ECB President Mario Draghi attempted to quell such talk last week, saying the program would be implemented “in full.”
The euro fell versus 15 of 16 major peers as Coeure’s comments about injecting money more quickly into the euro-zone economy emerged early Tuesday in the text of a speech delivered in London the day before. ECB Governing Council member Christian Noyer said separately in Paris on Tuesday that the central bank is ready to extend QE if needed.
“The euro has looked pretty shaky after those comments, especially that they’re front-loading the effort of QE,” said Fabian Eliasson, head of U.S. corporate foreign-exchange sales at Mizuho Financial Group Inc. in New York. “The overall direction is fairly skewed toward the downside.”
Having embarked on an 18-month process of re-expanding its balance sheet, it would be cavalier of the ECB to think that it had achieved success in reigniting economic activity after only three months. There is little prospect of the ECB ceasing its purchase program as long as the size of the balance sheet is still below €3 trillion but they may alter the types of instruments they purchase.

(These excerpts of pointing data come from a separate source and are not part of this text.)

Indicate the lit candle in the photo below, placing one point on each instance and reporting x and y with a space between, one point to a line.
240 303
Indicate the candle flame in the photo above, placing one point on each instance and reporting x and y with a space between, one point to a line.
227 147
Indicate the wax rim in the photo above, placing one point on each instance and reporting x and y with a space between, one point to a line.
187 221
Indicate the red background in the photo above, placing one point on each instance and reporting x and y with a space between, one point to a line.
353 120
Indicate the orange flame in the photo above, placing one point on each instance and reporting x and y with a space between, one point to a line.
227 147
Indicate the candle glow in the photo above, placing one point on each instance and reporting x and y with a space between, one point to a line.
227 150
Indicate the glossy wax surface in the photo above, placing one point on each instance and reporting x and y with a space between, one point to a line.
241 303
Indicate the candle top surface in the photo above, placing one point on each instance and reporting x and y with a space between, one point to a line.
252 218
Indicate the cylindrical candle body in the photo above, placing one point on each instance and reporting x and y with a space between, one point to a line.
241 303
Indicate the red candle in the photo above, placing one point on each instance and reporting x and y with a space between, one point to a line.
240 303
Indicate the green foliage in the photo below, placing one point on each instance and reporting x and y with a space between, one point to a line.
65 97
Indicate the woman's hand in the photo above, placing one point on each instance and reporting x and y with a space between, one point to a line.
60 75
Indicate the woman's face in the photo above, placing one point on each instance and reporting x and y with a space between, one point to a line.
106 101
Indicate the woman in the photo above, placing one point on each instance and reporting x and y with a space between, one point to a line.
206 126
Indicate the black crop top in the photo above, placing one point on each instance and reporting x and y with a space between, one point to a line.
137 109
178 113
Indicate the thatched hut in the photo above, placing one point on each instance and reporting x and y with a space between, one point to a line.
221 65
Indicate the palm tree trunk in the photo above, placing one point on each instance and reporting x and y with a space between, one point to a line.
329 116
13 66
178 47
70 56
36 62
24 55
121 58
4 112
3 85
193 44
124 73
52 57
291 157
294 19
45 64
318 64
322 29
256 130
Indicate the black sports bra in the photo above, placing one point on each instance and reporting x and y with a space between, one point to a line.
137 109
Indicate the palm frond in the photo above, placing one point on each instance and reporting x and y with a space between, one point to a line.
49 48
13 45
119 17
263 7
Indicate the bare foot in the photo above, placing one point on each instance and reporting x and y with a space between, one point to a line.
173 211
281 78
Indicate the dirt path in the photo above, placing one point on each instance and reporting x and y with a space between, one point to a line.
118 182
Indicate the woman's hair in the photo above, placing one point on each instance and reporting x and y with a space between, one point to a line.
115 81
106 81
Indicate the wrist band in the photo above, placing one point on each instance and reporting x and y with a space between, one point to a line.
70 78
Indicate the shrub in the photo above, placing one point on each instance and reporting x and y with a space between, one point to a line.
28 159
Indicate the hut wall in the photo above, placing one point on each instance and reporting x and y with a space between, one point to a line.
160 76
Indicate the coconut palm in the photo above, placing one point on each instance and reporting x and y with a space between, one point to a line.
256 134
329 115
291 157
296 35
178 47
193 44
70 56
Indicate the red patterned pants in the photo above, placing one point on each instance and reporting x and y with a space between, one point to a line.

The Euro rallied by 10¢ between its March/April low and last Friday; closing the majority of its oversold condition relative to the 200-day MA in the process. It is now pausing in the region of the round $1.15 and a sustained move above that level would be required to question current scope for a further test of underlying trading.
With the Euro pulling back, Eurozone equities which have also been in a process of mean reversion are now rallying. Germany’s DAX Index had pulled back by approximately 10% in the month to mid-May but has stabilised above 11,000 and a sustained move below its recent lows would be required to question current scope for additional higher to lateral ranging.
Major European exporters such as Volkswagen, Bayer and LVMH have all found at least near-term support in the region of their respective 200-day MAs.
Gold has not been immune to the Dollar’s rally and pulled back today from the region of the 200-day MA. It will need to sustain a move above $1225 to confirm a return to demand dominance beyond the short term.